La película, no obstante, catapultó a la fama mundial a Karski, que desde entonces fue conocido como el hombre que quiso parar el Holocausto. Es verdad que fue, quizá, el primer testigo ocular del destino de los judíos en Polonia y, en todo caso, el que en fecha más temprana avisó de su realidad a las élites occidentales; también es verdad que Karski se sintió estremecido, literalmente enfermo, ante las escenas del gueto y del campo que visitó, y consideró lo que había visto, así lo deja escrito, como el segundo pecado original de la humanidad. La suerte de los judíos bajo la férula nazi era cosa sabida en las sociedades de los países ocupados y por los gobiernos aliados, aunque no se conociera su alcance ni los detalles de su ejecución, pero no estaba en la agenda de la guerra, por razones militares y geopolíticas, y en todas las sociedades europeas beligerantes se podía encontrar en mayor o menor medida el antisemitismo que inspiró la llamada solución final.

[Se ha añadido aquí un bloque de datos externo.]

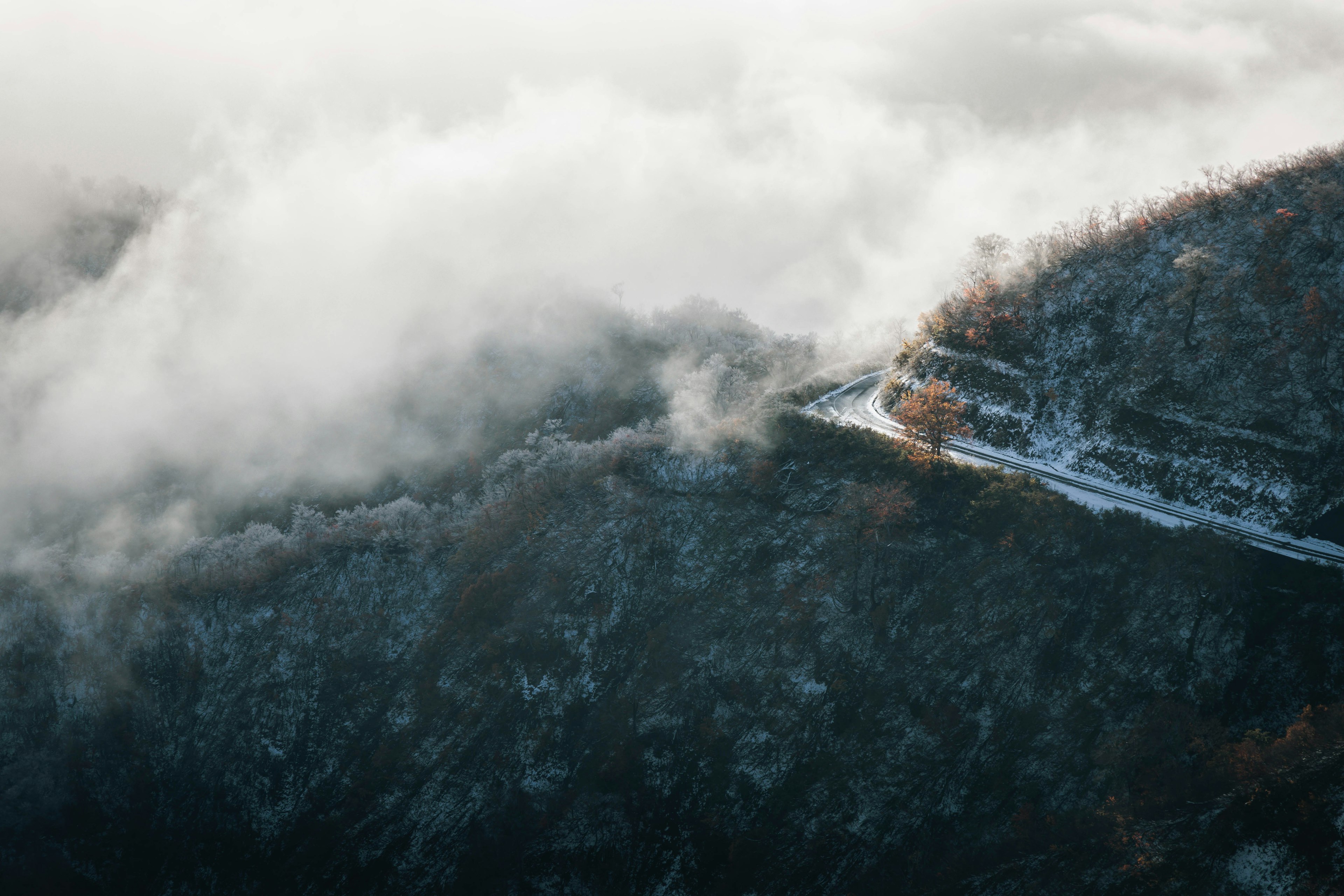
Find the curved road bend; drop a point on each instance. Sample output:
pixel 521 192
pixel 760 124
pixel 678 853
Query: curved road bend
pixel 857 404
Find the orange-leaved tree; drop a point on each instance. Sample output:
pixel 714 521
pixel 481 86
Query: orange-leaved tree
pixel 933 415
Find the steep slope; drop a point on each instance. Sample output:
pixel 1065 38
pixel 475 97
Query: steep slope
pixel 819 665
pixel 1190 347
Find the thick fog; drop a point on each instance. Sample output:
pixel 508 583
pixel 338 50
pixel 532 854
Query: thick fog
pixel 330 199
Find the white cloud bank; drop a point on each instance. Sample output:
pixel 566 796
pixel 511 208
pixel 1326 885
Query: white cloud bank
pixel 361 190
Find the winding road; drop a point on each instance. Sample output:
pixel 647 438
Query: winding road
pixel 857 404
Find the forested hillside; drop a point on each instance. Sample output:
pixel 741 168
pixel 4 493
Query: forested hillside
pixel 671 636
pixel 1189 346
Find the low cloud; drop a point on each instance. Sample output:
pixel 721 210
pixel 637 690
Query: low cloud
pixel 341 209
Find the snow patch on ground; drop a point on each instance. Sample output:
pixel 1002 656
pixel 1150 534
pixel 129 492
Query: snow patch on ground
pixel 1264 870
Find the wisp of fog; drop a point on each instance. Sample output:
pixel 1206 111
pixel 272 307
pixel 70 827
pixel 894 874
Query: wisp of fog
pixel 308 221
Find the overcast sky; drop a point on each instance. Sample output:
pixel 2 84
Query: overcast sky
pixel 810 163
pixel 357 192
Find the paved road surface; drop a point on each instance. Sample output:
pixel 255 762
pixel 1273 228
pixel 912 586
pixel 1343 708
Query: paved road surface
pixel 857 404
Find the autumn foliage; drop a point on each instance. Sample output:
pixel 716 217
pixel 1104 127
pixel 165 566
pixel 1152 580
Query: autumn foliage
pixel 933 415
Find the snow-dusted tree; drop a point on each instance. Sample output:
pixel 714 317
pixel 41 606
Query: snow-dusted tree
pixel 933 414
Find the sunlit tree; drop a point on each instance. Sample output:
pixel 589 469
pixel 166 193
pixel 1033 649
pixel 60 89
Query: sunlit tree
pixel 933 415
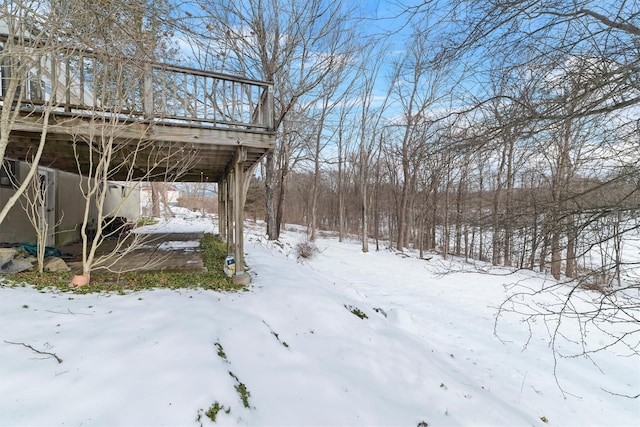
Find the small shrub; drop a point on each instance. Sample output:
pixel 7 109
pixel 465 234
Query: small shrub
pixel 306 249
pixel 144 220
pixel 242 390
pixel 212 412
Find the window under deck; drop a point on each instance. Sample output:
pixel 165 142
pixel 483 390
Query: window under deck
pixel 161 122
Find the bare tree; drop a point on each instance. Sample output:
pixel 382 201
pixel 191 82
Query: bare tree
pixel 291 43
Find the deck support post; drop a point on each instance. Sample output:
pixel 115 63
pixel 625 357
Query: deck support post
pixel 240 157
pixel 222 209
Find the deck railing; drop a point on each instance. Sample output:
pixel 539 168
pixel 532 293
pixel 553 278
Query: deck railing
pixel 84 82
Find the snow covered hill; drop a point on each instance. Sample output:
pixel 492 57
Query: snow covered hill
pixel 342 339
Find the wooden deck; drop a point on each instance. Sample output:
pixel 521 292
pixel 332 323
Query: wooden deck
pixel 183 123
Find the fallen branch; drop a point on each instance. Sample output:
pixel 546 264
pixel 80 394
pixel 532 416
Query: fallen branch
pixel 37 351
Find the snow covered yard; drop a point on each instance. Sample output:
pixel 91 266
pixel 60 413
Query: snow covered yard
pixel 343 339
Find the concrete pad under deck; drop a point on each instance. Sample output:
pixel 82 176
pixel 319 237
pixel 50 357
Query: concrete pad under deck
pixel 155 252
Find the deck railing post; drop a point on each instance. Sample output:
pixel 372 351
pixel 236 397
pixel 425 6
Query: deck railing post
pixel 148 92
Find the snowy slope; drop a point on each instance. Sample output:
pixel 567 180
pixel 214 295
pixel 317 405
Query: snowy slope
pixel 425 353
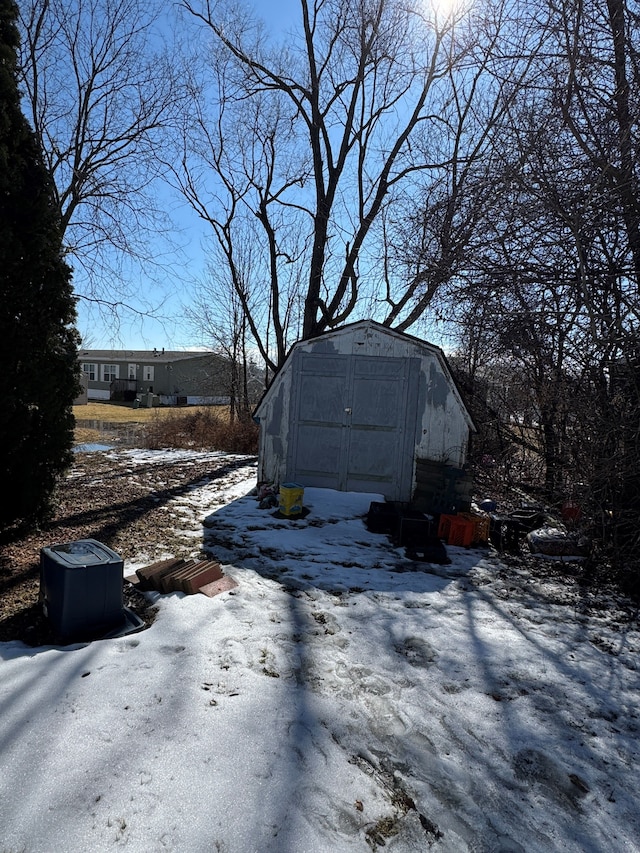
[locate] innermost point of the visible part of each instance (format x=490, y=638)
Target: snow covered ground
x=339, y=698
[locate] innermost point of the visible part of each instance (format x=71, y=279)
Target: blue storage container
x=81, y=588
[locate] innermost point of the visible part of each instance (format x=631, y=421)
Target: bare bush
x=202, y=429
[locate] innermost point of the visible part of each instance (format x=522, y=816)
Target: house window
x=110, y=372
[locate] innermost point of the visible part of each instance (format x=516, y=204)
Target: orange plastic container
x=444, y=525
x=460, y=531
x=480, y=527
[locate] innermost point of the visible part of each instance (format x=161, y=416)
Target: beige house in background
x=156, y=377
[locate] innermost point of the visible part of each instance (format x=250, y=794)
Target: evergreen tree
x=38, y=341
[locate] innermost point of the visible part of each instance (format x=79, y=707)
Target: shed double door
x=353, y=423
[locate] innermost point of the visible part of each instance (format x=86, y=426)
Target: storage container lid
x=83, y=552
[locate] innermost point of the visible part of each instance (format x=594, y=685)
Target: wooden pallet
x=179, y=575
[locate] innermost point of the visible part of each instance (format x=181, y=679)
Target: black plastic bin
x=81, y=588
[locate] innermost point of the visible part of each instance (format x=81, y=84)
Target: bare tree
x=100, y=91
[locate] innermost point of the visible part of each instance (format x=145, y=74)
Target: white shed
x=358, y=409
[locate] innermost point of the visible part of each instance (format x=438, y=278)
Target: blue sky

En el último viaje clandestino desde la Varsovia ocupada hasta Londres, Karski atravesó la Europa en guerra con un escapulario en el pecho que contenía una hostia consagrada  y, en el bolsillo, una pastilla de cianuro. Es imposible encontrar una metáfora más atinada de la nación que representaba Karski, entre una esperanza sobrenatural y la extinción probable. Esta Polonia emergió tras la implosión del bloque soviético a principio de los años noventa, aunque las fuerzas que lo hicieron posible operaban desde muchos años antes, como se desprende del testimonio de Karski. Polonia aportó al nuevo mundo surgido de la caída del muro de Berlín dos elementos inéditos y extraordinariamente influyentes en la geopolítica de la época: al interior, un poderoso sindicato obrero de matriz antisocialista, que se constituyó en la columna vertebral del nuevo régimen, y, en el exterior, un papa de Roma, el primero de esta nacionalidad, que sirvió de caución moral e ideológica a la revolución conservadora en sus innumerables viajes por todo el planeta. Polonia ocupaba un lugar en el mundo por primera vez desde su constitución como estado independiente en 1918. En este marco, entró a formar parte de la Unión Europea y de la OTAN, dos organizaciones con fines distintos y cuyo ensamblaje varía en cada país, donde los intereses y expectativas son distintos.

Como en la época de Karski, el nacionalismo polaco rechaza cualquier forma de tutela externa, ya sea a la fuerza o por contrato. No debe olvidarse que el desmembramiento y ocupación de Polonia en los años cuarenta se debió a un acuerdo internacional entre Alemania y Rusia. Los polacos detestan el europeísmo que representa Bruselas, cuya legislación comunitaria es vista en Varsovia como un ataque a la soberanía nacional. Por ende, el nacionalismo polaco, como todos los nacionalismos, es tradicionalista y reaccionario, y ve las libertades de las que tanto alardean las democracias liberales como una amenaza y no como una conquista. La OTAN es otra cosa: significa el intento de poner a Washington y Londres al servicio de la seguridad nacional polaca. Es una voluntad que ya expresó el general Sikorski y Jan Karski recoge en su libro. No fue posible en los años cuarenta pero es necesario intentarlo ahora, que Rusia ha vuelto a las andadas y ha invadido Ucrania, un territorio, por cierto, que fue parcialmente polaco en tiempos no tan remotos.

No sabemos en qué derivará esta nueva guerra europea; de hecho, no sabemos siquiera cuáles son los objetivos últimos de los contendientes, de los que formamos parte. La insistencia de nuestro gobierno en llamarla la guerra de Putin no sirve más que para banalizar el acontecimiento. Lo seguro es que cambiará la faz de Europa, ensimismada y teñida de optimismo desde hace treinta años, por un paisaje más incierto e inseguro y, una vez más, Polonia está en el epicentro del seísmo, como en 1939. Varsovia se ha tomado en serio la amenaza y, entre otras previsiones, ha montado un pequeño guantánamo donde ha encarcelado al periodista español Pablo González, se supone que acusado de espionaje, aunque por ahora no hay caso, ni instrucción, ni proceso, ni defensa regular del detenido. Las famosas libertades cívicas que constituyen el santo y seña de Europa se han esfumado para el  periodista, aunque nuestro entusiasta presidente del gobierno defiende y respeta a la justicia polaca. El viejo lector de Jan Karski piensa en el estado clandestino.